Análisis

Gonzalo Quisbert: Adviento, tiempo propicio para vivir la Misericordia de Dios

El 29 de noviembre, comenzamos el nuevo año litúrgico, que nos llevará a recorrer los cinco tiempos, en donde la comunidad cristiana conmemora los misterios de nuestra Salvación. El calendario litúrgico, nos propone tres ciclos, A, B y C, pero, no se toma a la vez los tres ciclos sino un ciclo por año. Este año tomaremos el ciclo C, y las lecturas del año par.

Comenzamos este nuevo año, en donde celebraremos el “Jubileo extraordinario de la misericordia”, que comenzará el 08 de diciembre con la solemnidad de la Inmaculada Concepción de Marìa. Este mismo día se dará “la apertura de la Puerta Santa”, en la Basílica de San Pedro – Roma. De igual manera, se abrirán las puertas santas de las basílicas o catedrales de las Iglesias particulares.

El marco referencial de este año litúrgico tendrá esta particularidad y, de ahì que nace para todos los creyentes, la invitación “vivir y practicar la misericordia de Dios”. Papa Francisco, en la Misericordiae Vultus (MV), que es la bula de convocación al jubileo extraordinario de la misericordia, dice: Misericordia: es la palabra que revela el misterio de la Santísima Trinidad. Misericordia: es el acto último y supremo con el cual Dios viene a nuestro encuentro. Misericordia: es la ley fundamental que habita en el corazón de cada persona cuando mira con ojos sinceros al hermano que encuentra en el camino de la vida. Misericordia: es la vía que une Dios y el hombre, porque abre el corazón a la esperanza de ser amados para siempre no obstante el límite de nuestro pecado (MV 2).

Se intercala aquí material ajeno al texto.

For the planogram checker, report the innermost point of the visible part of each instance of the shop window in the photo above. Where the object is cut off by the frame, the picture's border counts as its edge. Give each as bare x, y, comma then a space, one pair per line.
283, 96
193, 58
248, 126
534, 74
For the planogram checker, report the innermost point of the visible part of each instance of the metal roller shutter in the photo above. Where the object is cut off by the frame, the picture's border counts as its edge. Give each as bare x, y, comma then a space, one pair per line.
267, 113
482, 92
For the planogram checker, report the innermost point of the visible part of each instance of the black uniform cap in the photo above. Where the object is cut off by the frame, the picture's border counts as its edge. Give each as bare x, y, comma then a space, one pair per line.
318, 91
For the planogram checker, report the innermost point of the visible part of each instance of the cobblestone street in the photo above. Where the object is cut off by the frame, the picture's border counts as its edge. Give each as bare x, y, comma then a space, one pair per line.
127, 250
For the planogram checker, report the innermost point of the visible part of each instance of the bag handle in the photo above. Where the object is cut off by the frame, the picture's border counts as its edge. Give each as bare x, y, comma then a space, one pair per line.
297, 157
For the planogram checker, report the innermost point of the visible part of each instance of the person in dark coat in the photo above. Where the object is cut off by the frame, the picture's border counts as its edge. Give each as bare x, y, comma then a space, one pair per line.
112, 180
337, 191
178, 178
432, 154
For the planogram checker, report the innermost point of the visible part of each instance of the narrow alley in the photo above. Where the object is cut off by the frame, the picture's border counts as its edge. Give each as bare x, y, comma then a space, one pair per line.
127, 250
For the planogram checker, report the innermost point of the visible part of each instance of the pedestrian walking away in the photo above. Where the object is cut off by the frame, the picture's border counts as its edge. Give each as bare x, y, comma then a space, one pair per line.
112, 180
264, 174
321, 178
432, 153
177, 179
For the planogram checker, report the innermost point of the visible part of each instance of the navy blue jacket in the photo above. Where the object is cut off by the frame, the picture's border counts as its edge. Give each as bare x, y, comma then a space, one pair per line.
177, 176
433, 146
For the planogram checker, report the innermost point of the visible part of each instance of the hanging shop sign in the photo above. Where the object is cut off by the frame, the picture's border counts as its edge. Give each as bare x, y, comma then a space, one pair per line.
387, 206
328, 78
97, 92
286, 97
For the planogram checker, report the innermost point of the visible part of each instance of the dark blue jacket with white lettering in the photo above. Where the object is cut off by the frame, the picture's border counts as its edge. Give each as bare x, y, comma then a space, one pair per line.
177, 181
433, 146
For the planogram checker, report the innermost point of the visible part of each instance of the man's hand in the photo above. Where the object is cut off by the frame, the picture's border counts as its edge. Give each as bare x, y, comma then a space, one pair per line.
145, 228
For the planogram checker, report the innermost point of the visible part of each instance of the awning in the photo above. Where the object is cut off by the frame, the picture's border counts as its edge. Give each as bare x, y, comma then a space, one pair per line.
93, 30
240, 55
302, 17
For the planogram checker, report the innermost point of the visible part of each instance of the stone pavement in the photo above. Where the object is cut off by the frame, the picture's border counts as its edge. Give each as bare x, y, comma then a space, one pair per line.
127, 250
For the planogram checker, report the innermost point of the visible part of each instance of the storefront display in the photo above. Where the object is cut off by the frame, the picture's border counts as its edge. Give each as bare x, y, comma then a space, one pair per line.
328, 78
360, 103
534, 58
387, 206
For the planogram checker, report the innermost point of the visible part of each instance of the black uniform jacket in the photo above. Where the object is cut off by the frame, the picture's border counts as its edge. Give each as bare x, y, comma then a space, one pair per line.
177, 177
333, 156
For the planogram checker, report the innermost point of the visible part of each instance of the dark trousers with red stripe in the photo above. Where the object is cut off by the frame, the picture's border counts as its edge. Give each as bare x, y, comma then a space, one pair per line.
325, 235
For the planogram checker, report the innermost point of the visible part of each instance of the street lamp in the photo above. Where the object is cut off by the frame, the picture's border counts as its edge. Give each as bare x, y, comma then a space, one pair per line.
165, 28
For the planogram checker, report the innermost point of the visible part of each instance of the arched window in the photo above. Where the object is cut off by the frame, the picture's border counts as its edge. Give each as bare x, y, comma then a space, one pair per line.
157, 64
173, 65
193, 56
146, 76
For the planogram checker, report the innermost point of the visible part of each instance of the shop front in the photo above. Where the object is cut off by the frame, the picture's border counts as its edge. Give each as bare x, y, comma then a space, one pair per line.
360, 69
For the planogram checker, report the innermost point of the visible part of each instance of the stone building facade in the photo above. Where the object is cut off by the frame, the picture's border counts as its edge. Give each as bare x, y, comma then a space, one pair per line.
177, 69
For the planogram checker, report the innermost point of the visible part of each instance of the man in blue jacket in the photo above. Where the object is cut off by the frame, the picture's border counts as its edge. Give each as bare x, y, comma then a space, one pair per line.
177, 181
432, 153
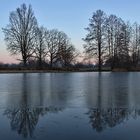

El jubileo será para todos un tiempo propicio de descubrir la misericordia de quién Amó primero y ser a la vez en la vida cotidiana testigos de ese gran Amor, que tiene Dios con la humanidad.

Comenzamos el tiempo de Adviento, como dijimos, es uno de los cinco tiempos del año litúrgico: En palabras sencillas, podemos decir, que Adviento es un tiempo corto que tiene cuatro semanas y tiene dos connotaciones: Adviento como preparación para el final de los tiempos o segunda venida de nuestro Señor Jesucristo, como preparación también de cada uno para el final de sus vidas; Adviento, como la preparación para la llegada del Hijo de Dios en la Navidad.

Adviento, como expresamos, es un espacio corto de cuatro semanas. Personalmente, les invito a no dejar pasar este tiempo de gracia, al contrario intensificar nuestra preparación hasta llegar a solemnidad de la Natividad del Señor. Nuestra preparación, sea como la preparación del pesebre, sin descuidar cada detalle, para que así, en la noche buena realmente nazca el niño Dios en nuestras vidas, y el de nuestras familias. En este tiempo de muchos cambios alrededor de nosotros, para ser fuertes y no perder la esperanza de días mejores, necesitamos la presencia del niño Dios en nuestras vidas. Los personajes que nos acompañan en este tiempo son: Juan el Bautista, Josè y por supuesto Marìa, que es la mujer de Adviento, mujer de espera de llegada del Hijo de Dios. Buen inicio del año de la misericordia; buena preparación de Adviento y Feliz navidad. Un saludo fraternal a la distancia.